①背中の白い斑紋の前縁が、口裂に沿って平行で直線的。
②口裂周囲に黒い部分が多い。
③第5鰓孔(腹側の鰓の孔で一番尾に近いもの)に接して黒い斑紋がある。
一方で、ナンヨウマンタ(学名:Manta alfredi)は、最大でも5m以内で、以下のようなポイントがあります。

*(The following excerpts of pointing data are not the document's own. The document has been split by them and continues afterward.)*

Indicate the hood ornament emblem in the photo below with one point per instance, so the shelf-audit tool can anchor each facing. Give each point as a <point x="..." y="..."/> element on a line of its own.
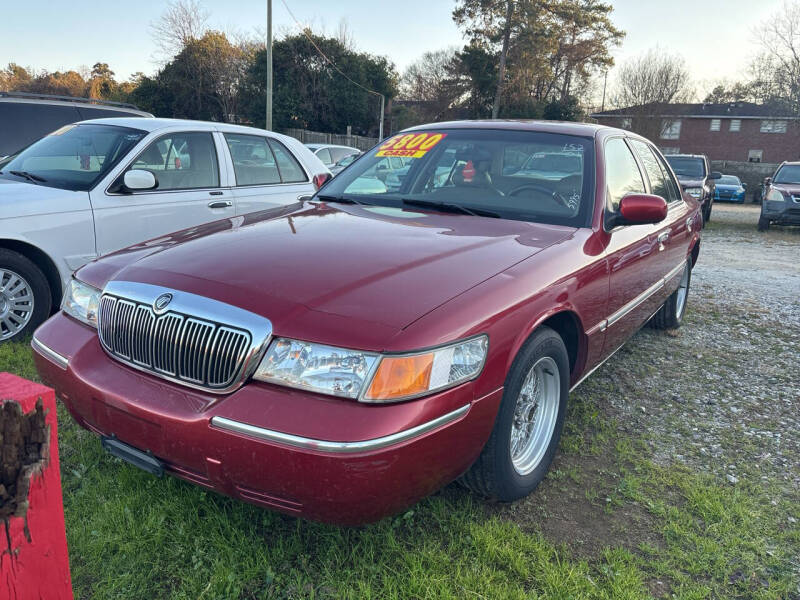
<point x="161" y="303"/>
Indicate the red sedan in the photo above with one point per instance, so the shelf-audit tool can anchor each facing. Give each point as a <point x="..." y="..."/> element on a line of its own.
<point x="343" y="358"/>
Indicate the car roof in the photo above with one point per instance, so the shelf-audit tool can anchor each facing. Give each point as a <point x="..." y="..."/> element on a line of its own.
<point x="564" y="127"/>
<point x="156" y="124"/>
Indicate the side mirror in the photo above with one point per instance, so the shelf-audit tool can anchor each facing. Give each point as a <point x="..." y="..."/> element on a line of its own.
<point x="639" y="209"/>
<point x="139" y="179"/>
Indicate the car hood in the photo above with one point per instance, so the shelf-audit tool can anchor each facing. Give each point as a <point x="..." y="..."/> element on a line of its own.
<point x="23" y="199"/>
<point x="331" y="267"/>
<point x="788" y="188"/>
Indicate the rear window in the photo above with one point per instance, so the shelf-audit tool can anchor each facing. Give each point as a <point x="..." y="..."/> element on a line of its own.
<point x="685" y="166"/>
<point x="22" y="123"/>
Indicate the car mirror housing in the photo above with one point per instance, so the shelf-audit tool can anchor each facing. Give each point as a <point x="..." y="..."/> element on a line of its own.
<point x="139" y="179"/>
<point x="639" y="209"/>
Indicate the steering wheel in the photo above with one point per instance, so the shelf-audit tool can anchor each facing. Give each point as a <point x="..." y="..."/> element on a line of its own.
<point x="544" y="190"/>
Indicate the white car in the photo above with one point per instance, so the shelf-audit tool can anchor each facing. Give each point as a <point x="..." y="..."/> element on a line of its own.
<point x="96" y="186"/>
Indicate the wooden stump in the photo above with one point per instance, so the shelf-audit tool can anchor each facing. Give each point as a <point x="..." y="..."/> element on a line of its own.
<point x="33" y="544"/>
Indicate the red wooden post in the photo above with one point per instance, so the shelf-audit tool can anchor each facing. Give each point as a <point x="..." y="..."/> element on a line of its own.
<point x="33" y="543"/>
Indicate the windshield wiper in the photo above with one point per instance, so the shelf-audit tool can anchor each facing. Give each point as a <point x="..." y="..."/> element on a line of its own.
<point x="28" y="176"/>
<point x="340" y="199"/>
<point x="446" y="206"/>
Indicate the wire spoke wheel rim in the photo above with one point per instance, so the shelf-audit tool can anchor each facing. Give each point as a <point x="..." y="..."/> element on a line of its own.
<point x="535" y="415"/>
<point x="16" y="303"/>
<point x="683" y="291"/>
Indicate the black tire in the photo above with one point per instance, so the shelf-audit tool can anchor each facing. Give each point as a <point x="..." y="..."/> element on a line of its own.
<point x="14" y="262"/>
<point x="493" y="474"/>
<point x="670" y="315"/>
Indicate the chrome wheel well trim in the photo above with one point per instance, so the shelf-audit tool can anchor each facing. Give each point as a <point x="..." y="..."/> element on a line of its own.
<point x="50" y="354"/>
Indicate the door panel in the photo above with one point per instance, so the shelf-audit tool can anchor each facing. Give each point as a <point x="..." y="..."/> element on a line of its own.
<point x="636" y="285"/>
<point x="187" y="168"/>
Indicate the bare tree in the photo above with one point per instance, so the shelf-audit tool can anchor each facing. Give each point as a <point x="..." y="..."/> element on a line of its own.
<point x="181" y="22"/>
<point x="648" y="82"/>
<point x="776" y="70"/>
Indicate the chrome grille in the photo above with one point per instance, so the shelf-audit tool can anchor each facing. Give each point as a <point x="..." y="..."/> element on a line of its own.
<point x="177" y="346"/>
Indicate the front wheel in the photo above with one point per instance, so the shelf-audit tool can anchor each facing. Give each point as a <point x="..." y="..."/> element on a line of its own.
<point x="24" y="296"/>
<point x="670" y="315"/>
<point x="528" y="424"/>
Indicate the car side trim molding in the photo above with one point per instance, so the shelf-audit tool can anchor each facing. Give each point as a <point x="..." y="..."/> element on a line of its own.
<point x="50" y="354"/>
<point x="337" y="447"/>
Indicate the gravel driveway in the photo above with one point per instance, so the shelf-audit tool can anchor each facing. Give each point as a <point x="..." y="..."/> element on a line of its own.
<point x="722" y="393"/>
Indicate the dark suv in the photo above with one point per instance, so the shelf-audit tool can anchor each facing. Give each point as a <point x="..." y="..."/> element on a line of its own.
<point x="24" y="118"/>
<point x="781" y="197"/>
<point x="697" y="179"/>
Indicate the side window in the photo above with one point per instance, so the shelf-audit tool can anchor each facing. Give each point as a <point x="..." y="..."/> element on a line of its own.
<point x="181" y="161"/>
<point x="673" y="189"/>
<point x="253" y="161"/>
<point x="658" y="185"/>
<point x="622" y="173"/>
<point x="290" y="170"/>
<point x="325" y="156"/>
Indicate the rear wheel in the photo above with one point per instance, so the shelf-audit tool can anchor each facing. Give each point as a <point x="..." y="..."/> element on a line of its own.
<point x="528" y="424"/>
<point x="24" y="296"/>
<point x="670" y="315"/>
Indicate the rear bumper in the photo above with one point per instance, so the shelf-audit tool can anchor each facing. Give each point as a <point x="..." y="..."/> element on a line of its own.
<point x="322" y="458"/>
<point x="785" y="213"/>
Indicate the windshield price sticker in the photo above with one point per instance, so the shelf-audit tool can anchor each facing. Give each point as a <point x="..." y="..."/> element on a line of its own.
<point x="411" y="145"/>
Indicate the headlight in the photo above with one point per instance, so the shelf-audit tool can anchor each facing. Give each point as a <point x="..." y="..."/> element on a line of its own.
<point x="371" y="377"/>
<point x="694" y="192"/>
<point x="81" y="302"/>
<point x="775" y="195"/>
<point x="316" y="368"/>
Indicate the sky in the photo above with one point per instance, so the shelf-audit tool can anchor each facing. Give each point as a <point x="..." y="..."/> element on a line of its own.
<point x="715" y="37"/>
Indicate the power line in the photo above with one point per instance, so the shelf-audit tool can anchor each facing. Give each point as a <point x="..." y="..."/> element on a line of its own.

①背中の白い斑紋の前縁が、後ろに向かって八の字にカーブ。
②口裂の周囲は白、もしくは薄い灰色。
③第5鰓孔に黒い斑紋がない、もしくはほんのわずか。
※模様には個体差があります。
生息域の違い
次に、生息地について見てみましょう。どちらのマンタも熱帯、亜熱帯、温帯の海に生息していますが、オニイトマキエイは、世界中の海の外洋エリアに生息しているのに対し、ナンヨウマンタはインド太平洋の沿岸性です。
食性や行動の違い
どちらのマンタも宙返りのような上下の旋回行動をし、動物プランクトンやオキアミなどの微小な生物を海水ごと飲み込み、フィルターでろ過して摂取することが主な食習慣です。集団で大きな円を描き食事をしたり、特にナンヨウマンタにおいては、二匹の個体が重なり合って食事するといった行動も確認されています。外洋を回遊するオニイトマキエイは単独で行動していますが、食事の際には、小さな群れを作ることもあるそうです。
こうして見ると、私たちが沖縄などでよく見ているマンタは「ナンヨウマンタ」ということですね。皆さんが今までに撮影した写真などあれば、チェックしてみるとおもしろいですよ。